Monday, May 28, 2012

Yoga: Another View


  
By now almost everyone has seen an advertisement for the preposterous work entitled Autobiography of a Yogi, written long ago by the pseudonymous Paramahansa Yogananda, and advertised in innumerable issues of  tabloids.     Early in the 1920s, Yogananda immigrated from India to the USA, settling in (of course!) California, where he established his Self-Realization Fellowship.  The Autobiography is replete with one cliche after another:  Flowers appear out of the empty air, a mountain moves,  a fakir climbs a rope and disappears from sight.   The book appeared before the sightings of Unidentified Flying Objects, which probably explains why they failed to fly past the gaze of the swami Yogananda.

    This work, still in print, epitomizes the popular view of Yoga as an irrational cult.  Its preface assures the reader that Yogananda's corpse did not decay after his death.  Presumably, it did not prove to be as enduring as that of Lenin, however, because no illustration of it is offered for the reader's wonderment.  That is another assertion to be taken on faith. 
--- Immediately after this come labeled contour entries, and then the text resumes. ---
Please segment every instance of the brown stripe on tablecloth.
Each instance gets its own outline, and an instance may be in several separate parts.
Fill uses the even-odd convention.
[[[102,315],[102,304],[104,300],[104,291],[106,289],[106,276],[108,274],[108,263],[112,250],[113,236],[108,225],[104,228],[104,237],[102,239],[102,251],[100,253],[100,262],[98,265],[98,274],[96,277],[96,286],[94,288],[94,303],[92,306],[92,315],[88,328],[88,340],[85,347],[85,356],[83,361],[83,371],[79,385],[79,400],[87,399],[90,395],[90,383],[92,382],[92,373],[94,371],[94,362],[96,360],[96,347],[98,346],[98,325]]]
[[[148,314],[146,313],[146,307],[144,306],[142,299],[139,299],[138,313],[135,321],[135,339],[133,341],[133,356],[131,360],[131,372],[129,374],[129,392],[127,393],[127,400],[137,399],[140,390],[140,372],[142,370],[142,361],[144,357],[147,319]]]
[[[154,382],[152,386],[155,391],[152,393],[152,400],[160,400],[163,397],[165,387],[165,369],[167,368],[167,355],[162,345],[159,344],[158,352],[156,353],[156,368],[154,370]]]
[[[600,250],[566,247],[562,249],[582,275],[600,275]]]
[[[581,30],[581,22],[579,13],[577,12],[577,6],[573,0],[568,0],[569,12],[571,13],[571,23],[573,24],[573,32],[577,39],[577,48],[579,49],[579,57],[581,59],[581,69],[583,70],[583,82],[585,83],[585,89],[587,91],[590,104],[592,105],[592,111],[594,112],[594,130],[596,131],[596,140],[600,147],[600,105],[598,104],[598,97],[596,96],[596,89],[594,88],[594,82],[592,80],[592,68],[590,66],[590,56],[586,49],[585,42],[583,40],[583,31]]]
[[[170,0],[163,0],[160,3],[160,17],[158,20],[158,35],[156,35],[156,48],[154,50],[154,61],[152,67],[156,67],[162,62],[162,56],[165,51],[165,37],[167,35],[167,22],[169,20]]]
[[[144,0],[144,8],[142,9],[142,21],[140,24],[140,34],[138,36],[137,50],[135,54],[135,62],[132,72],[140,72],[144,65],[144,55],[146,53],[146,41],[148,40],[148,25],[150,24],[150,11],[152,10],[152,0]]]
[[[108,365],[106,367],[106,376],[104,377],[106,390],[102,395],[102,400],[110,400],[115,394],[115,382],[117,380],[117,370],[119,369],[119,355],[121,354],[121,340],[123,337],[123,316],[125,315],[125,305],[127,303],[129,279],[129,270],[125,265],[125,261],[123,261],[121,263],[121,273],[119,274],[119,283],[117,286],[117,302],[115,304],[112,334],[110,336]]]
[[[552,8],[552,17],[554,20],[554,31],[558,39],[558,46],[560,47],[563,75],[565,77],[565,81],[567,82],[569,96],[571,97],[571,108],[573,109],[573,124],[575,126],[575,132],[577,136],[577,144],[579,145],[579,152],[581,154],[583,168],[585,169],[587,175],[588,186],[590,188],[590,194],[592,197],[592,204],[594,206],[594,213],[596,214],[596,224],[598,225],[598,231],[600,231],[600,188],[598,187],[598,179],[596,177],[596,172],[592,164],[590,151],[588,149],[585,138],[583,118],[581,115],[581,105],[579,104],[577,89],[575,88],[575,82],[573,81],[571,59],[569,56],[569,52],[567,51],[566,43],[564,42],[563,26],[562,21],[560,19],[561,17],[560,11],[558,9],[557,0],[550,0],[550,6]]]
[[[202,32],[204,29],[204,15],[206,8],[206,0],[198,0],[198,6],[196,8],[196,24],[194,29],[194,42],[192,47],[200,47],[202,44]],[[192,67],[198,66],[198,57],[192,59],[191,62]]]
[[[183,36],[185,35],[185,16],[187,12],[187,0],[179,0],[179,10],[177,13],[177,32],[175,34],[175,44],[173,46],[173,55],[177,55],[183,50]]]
Libraries are more likely to have copies of the works of Swami Vivekananda.  Probably, Paramahansa has always been rather too much for most librarians, but the more academic approach of Vivekananda has won for his works more shelf space in academic libraries.   Still, Vivekananda delivers the anti-rational gospel of Yoga with which we are familiar, albeit without the miracles of Yogananda:   Yoga is all about dissolving the individual ego into the eternal.
 
Miguel Serrano, who served as Chile's ambassador to India, offers a radically different view of Yoga in his book The Serpent of Paradise (1963).   Serrano reports that Swami Janardana had something totally different to tell him about Yoga:
 
" Those who talk about dissolving the individual ego in Brahma do not know what they are talking about. . . . In this world our only weapon is the intellect.  Indeed, I will go further and say that spiritual truths can be understood only by an intellect that has become pure.  You may say that this idea is modernistic, but in fact it originated in the teachings of Sanatana Dharma twelve thousand years ago.  The Yoga that is known popularly in the West, and which aims at a dissolution of the individual ego in a superior ego, is merely the Yoga of Patanjali, which was popularized by Swami Vivekananda.  The true Yoga, however, is Suddha-Yoga, which antedates Patanjali.  This Yoga is quite different from the later type, for true Hindu philosophy does not aim at the dissolution of the individual nor the abolition of reason.  On the contrary, it tries to find divinity within the heart and to make life divine.  It is therefore concerned with the transference of the personality center from one point to another, and with the location of those centers.  This is very difficult to do, since these centers are at the same time located in a particular place and generally influential over the whole being.  Moreover, since the very idea that personality emanates from these centers is hypothetical, I cannot accept the analogy which is occasionally used to illustrate the evolution or change of personality in an individual, and which uses the symbol of the worm and the butterfly and the idea of passing from the one into the other.  For, in fact, the metamorphosis may be in quite another direction.  In short, I believe in the Individualized Spirit."